Recently I came to the realization that I have become an accidental regionalist. Interests, jobs, relationships, addresses, practices, I have frequently changed on a regular basis, but I have never wandered very far for very long from the latitude/longitude where I was born. As if the realm previously inhabited by the Native American tribes who spoke the Algonquin language has been analogous to the good-enough-marriage or the good-enough-career for me.My vicinity affords many good walks; and though for so many years
I have walked almost every day, and sometimes for several days
together, I have not yet exhausted them. An absolutely new
prospect is a great happiness, and I can still get this any
afternoon. Two or three hours' walking will carry me to as
strange a country as I expect ever to see. A single farmhouse
which I had not seen before is sometimes as good as the dominions
of the King of Dahomey. There is in fact a sort of harmony
discoverable between the capabilities of the landscape within a
circle of ten miles' radius, or the limits of an afternoon walk,
and the threescore years and ten of human life. It will never
become quite familiar to you.
Henry David Thoreau-"Walking"
My current lifestyle finds me heading out to different locations almost every day for work/project, social-life, or recreational reasons. Generally, I start out on foot or bike, then bus, then sometimes train, Lyft or passenger in friend's car. My daily radius is usually only around 5 miles, but my monthly radius is more like 200 miles, or fairly close to the limits of half a day car ride. I was somewhat surprised to learn that the Native Americans and early French explorers and fur trappers of my region, regularly traveled a wider radius than this by foot and canoe. IOW, they spent much more time traveling than the average modern American, but within a radius naturally contracted by means.
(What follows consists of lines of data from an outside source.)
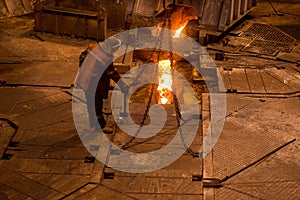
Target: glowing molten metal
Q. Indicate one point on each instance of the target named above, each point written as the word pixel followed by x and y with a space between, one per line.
pixel 178 31
pixel 164 81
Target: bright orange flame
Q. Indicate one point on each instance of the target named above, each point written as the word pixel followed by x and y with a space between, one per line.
pixel 164 81
pixel 178 31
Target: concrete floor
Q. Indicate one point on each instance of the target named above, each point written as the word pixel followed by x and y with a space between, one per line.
pixel 43 157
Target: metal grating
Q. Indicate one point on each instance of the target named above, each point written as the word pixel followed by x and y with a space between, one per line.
pixel 267 39
pixel 268 47
pixel 267 32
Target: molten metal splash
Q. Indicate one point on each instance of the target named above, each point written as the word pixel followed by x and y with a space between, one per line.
pixel 178 31
pixel 164 81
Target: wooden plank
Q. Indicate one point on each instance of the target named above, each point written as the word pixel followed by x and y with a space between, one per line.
pixel 154 185
pixel 239 80
pixel 273 85
pixel 255 82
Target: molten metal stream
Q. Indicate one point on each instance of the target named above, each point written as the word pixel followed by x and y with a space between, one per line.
pixel 164 82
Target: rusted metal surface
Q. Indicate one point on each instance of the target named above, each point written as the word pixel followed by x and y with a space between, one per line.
pixel 15 7
pixel 87 20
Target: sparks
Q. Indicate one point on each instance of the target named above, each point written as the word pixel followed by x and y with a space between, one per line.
pixel 178 31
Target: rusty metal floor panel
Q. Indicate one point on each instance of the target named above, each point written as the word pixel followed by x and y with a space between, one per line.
pixel 241 143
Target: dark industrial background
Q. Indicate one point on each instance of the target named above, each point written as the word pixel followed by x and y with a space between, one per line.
pixel 255 45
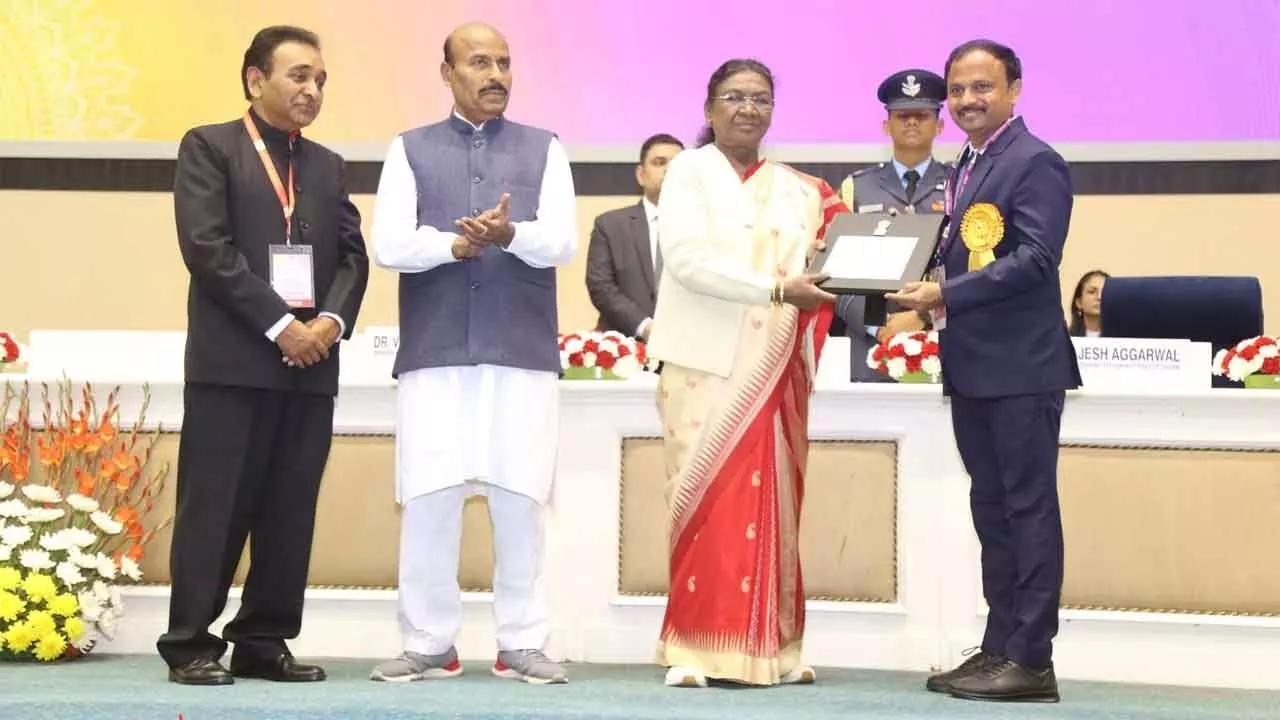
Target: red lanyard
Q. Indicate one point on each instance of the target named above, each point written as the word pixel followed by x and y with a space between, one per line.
pixel 286 200
pixel 952 190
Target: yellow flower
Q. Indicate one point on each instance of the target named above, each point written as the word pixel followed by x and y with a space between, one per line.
pixel 64 605
pixel 19 637
pixel 50 647
pixel 10 606
pixel 40 587
pixel 74 628
pixel 9 578
pixel 41 623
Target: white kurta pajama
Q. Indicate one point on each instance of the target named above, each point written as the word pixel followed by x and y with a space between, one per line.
pixel 476 429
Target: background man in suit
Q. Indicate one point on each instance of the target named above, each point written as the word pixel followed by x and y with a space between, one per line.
pixel 910 182
pixel 475 213
pixel 622 259
pixel 1006 361
pixel 278 274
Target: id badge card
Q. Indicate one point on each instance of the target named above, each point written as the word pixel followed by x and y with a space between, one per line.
pixel 938 315
pixel 292 276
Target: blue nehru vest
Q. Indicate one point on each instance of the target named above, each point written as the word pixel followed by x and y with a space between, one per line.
pixel 493 309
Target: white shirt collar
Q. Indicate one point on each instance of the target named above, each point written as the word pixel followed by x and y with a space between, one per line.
pixel 458 115
pixel 650 210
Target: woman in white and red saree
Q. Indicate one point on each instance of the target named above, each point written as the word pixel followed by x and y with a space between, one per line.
pixel 739 327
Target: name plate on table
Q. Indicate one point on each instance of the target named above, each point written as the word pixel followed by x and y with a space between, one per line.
pixel 1116 363
pixel 383 340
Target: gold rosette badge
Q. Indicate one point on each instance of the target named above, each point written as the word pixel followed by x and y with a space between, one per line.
pixel 982 228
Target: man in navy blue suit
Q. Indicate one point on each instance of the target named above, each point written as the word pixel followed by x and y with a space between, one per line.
pixel 1006 363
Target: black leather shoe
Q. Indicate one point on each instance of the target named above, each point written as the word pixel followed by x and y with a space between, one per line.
pixel 280 668
pixel 1008 680
pixel 201 671
pixel 941 682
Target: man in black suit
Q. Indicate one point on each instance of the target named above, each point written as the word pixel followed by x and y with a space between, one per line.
pixel 1006 363
pixel 278 273
pixel 622 260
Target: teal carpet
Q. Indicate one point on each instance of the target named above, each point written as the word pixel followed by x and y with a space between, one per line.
pixel 135 688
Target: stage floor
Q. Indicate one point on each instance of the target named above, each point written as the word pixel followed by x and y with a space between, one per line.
pixel 135 688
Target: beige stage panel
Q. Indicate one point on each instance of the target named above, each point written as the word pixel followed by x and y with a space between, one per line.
pixel 1171 531
pixel 848 525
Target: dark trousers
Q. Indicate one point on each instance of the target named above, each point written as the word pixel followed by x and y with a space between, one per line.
pixel 1009 447
pixel 248 466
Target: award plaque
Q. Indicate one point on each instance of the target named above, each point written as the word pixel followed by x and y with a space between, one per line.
pixel 876 254
pixel 873 254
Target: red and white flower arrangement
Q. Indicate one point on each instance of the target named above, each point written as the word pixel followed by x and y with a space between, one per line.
pixel 10 352
pixel 77 501
pixel 1248 359
pixel 600 355
pixel 908 358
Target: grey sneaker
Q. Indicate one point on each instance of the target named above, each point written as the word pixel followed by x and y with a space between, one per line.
pixel 529 665
pixel 411 666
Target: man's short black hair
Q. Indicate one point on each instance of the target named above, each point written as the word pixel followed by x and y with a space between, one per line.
pixel 263 49
pixel 661 139
pixel 1002 53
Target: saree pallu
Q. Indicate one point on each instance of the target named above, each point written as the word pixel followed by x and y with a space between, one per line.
pixel 735 451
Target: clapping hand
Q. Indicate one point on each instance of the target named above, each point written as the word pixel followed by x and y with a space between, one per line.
pixel 492 227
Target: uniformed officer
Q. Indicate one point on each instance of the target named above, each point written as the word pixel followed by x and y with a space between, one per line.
pixel 910 182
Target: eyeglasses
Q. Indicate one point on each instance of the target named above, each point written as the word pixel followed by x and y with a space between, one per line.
pixel 762 103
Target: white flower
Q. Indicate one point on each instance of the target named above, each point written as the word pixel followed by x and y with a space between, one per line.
pixel 80 537
pixel 131 569
pixel 896 367
pixel 91 610
pixel 14 509
pixel 55 542
pixel 45 514
pixel 932 365
pixel 82 559
pixel 69 574
pixel 86 642
pixel 105 566
pixel 41 493
pixel 626 367
pixel 82 504
pixel 16 534
pixel 35 560
pixel 105 523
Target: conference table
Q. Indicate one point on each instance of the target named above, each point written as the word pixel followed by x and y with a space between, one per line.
pixel 1169 505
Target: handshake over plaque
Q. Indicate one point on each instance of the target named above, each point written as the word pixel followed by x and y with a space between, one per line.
pixel 874 254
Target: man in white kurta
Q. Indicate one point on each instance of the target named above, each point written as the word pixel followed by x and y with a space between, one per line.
pixel 478 361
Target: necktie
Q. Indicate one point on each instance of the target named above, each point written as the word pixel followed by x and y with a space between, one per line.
pixel 657 259
pixel 913 180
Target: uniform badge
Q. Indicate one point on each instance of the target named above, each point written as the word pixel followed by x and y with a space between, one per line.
pixel 982 228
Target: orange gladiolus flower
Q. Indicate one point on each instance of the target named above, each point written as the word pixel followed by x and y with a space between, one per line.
pixel 51 454
pixel 85 483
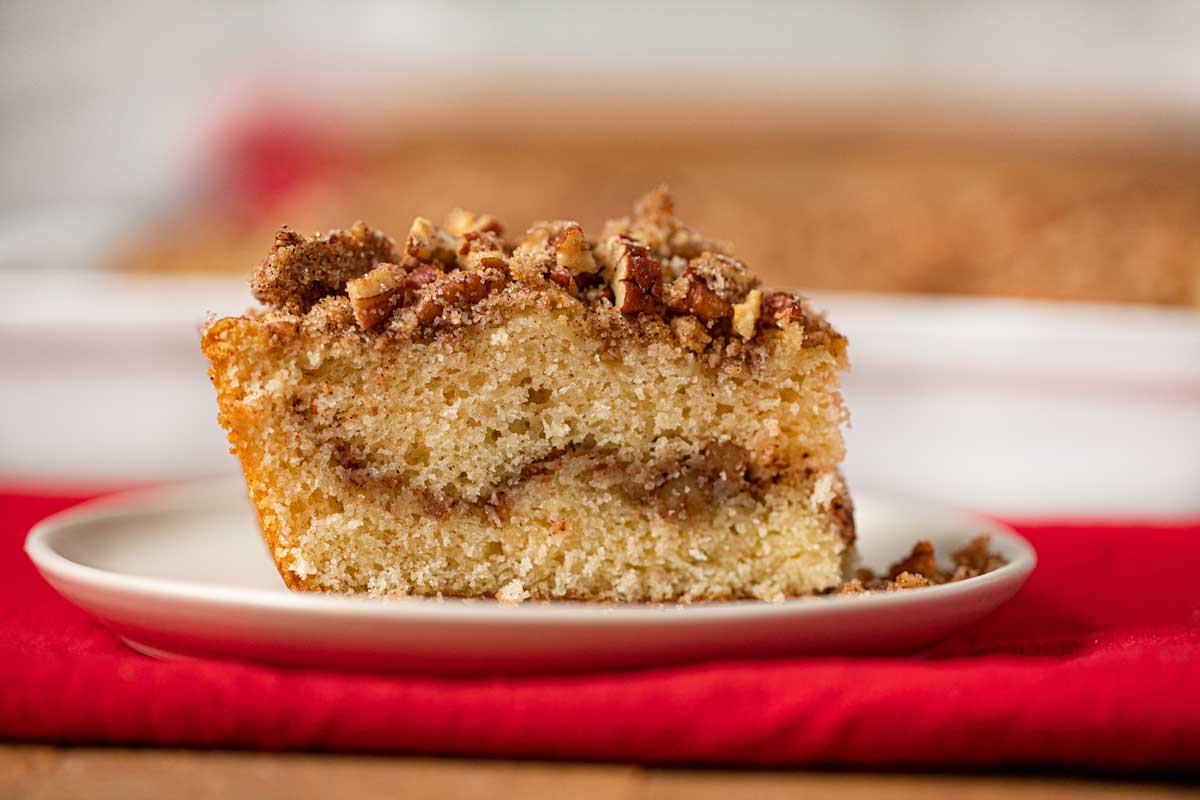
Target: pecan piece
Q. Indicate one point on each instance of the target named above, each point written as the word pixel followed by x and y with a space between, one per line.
pixel 562 276
pixel 473 288
pixel 573 252
pixel 421 275
pixel 780 307
pixel 427 310
pixel 377 294
pixel 461 222
pixel 481 250
pixel 690 295
pixel 747 313
pixel 637 277
pixel 427 242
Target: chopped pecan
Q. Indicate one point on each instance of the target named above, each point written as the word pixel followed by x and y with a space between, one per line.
pixel 573 252
pixel 427 310
pixel 562 276
pixel 637 277
pixel 421 275
pixel 461 222
pixel 427 242
pixel 747 313
pixel 473 287
pixel 300 270
pixel 377 294
pixel 690 332
pixel 781 307
pixel 726 276
pixel 690 295
pixel 481 250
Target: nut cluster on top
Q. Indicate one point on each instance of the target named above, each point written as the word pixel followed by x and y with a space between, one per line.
pixel 645 264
A friend of mine told me he would build me a tiny boat I can live on for $8000, and I have been researching inflatable kayaks/lightweight paddles that can fit in a back-pack. I am now thinking that if I am more interested in exploring natural regions in my region, hike/kayak/camp would be a better option for extremely slow travel than bike/camp.
Unfortunately, one thing that will inhibit my ability to engage in extremely slow travel is the fact that the location of my permaculture project is surrounded by a high crime district. On two different occasions recently a woman bicyclist was kidnapped, robbed, and raped by thugs driving a van, along stretches of pavement I sometimes traveled. So, I am considering the notion of getting a concealed carry permit to deal with humans, even though I think spray is adequate protection from bears.
ETA: My question for the group being have you considered some variation on extremely slow travel as a way to reduce either expenses or energy consumption while enjoying post-retirement adventures?